Please specify the value of the temperature hyperparameter in the experiments.

Response:
Thank you for the question. We used a temperature value of 0.5 in our experiments, following commonly used defaults in prior works. We did not perform dedicated tuning for this hyperparameter and will consider exploring more optimal values in future work. The value has been added to the revised manuscript.

7. Reviewer Comment:

Appendix D, figure 4, looks like this is a duplicate of figure 3 in a clearer way. Is this duplicate intended?

Response:
Yes, this duplication is intentional. Due to space limitations in the main paper, we included a smaller version of the visualization in Figure 3 to provide a quick overview. The full-resolution version is placed in Appendix D (Figure 4) for clearer detail. Thank you for pointing this out—we have added a note in the main text referencing “see Appendix Figure 4 for full-resolution details.”

2025-08-08

Thank you for the rebuttal of the authors. I keep my original score.

2025-08-08

Thank you so much for your time and thoughtful review. We truly appreciate your consideration of our rebuttal and the constructive feedback you have provided throughout the process.

Authors

最终决定Accept (poster)

2025-09-17

This paper presents MetaFind, a novel and highly compelling framework for scene-aware, multi-modal retrieval of 3D assets, a critical challenge for metaverse scene generation. The work is timely and addresses a significant gap in existing methods, which often lack the context-awareness necessary for coherent and flexible scene composition.

The core contributions of this paper are substantial. First, the proposed dual-tower retrieval architecture is a creative and robust solution that effectively supports arbitrary combinations of text, image, and 3D queries. This flexibility is a key strength, moving beyond the limitations of fixed-modality retrieval systems. Second, the introduction of the Equivariant Spatial-Semantic Graph Neural Network (ESSGNN) is a technically sound innovation. Its ability to maintain SE(3) equivariance while reasoning about semantic relationships is crucial for generating plausible and transformation-invariant scene layouts, a clear advancement over prior art. Third, the move to align with ULIP-2 instead of a fixed CLIP model is a well-justified design choice that likely contributes to the model's superior performance and generalization.

The experimental validation is thorough and convincing. The use of large-scale, standard datasets (Objaverse-LVIS/10K) provides a strong foundation for benchmarking. The comprehensive ablation studies effectively isolate the contributions of key components like the ESSGNN and the bidirectional loss function, which itself is a strength that ensures robust retrieval performance from both directions.
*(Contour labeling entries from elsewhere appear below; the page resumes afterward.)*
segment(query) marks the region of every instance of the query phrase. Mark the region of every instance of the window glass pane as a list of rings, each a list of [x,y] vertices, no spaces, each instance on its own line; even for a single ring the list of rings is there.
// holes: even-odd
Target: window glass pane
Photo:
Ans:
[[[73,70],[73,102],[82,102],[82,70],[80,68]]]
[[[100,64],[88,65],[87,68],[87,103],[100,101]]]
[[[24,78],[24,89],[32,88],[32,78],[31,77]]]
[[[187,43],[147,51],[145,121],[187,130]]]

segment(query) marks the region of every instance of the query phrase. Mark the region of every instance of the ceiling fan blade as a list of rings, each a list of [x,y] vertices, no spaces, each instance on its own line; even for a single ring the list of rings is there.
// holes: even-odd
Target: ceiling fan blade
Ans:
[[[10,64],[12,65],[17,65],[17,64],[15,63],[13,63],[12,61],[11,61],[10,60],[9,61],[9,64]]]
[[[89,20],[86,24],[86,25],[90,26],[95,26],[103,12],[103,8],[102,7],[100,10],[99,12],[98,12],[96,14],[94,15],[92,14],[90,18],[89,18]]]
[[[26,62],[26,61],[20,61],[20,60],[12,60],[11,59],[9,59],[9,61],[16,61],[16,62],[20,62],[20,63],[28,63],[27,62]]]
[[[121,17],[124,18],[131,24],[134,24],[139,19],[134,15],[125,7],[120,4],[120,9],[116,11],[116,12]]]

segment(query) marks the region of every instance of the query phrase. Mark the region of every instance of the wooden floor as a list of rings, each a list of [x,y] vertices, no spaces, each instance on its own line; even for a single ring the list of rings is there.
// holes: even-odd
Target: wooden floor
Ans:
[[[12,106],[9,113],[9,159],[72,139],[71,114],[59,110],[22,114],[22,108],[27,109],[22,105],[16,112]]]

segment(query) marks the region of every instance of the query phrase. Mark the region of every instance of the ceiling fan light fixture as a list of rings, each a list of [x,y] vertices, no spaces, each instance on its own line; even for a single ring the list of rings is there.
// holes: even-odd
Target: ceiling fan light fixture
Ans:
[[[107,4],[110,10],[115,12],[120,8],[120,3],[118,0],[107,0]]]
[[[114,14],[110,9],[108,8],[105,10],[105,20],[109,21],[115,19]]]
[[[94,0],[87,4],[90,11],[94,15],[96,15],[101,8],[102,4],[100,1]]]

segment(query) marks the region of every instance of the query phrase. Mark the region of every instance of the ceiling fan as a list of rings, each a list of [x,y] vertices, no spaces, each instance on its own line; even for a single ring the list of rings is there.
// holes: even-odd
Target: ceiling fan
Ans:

While the paper could potentially be strengthened by a more detailed discussion of computational complexity or performance on even more diverse and complex multi-modal queries, these are minor considerations that do not detract from the paper's significant contributions. The work is methodologically novel, technically sophisticated, and rigorously evaluated. It represents a clear step forward in the field of 3D scene understanding and retrieval and is highly suitable for acceptance. Its "plug-and-play" nature also suggests immediate utility and potential for broad adoption in downstream applications.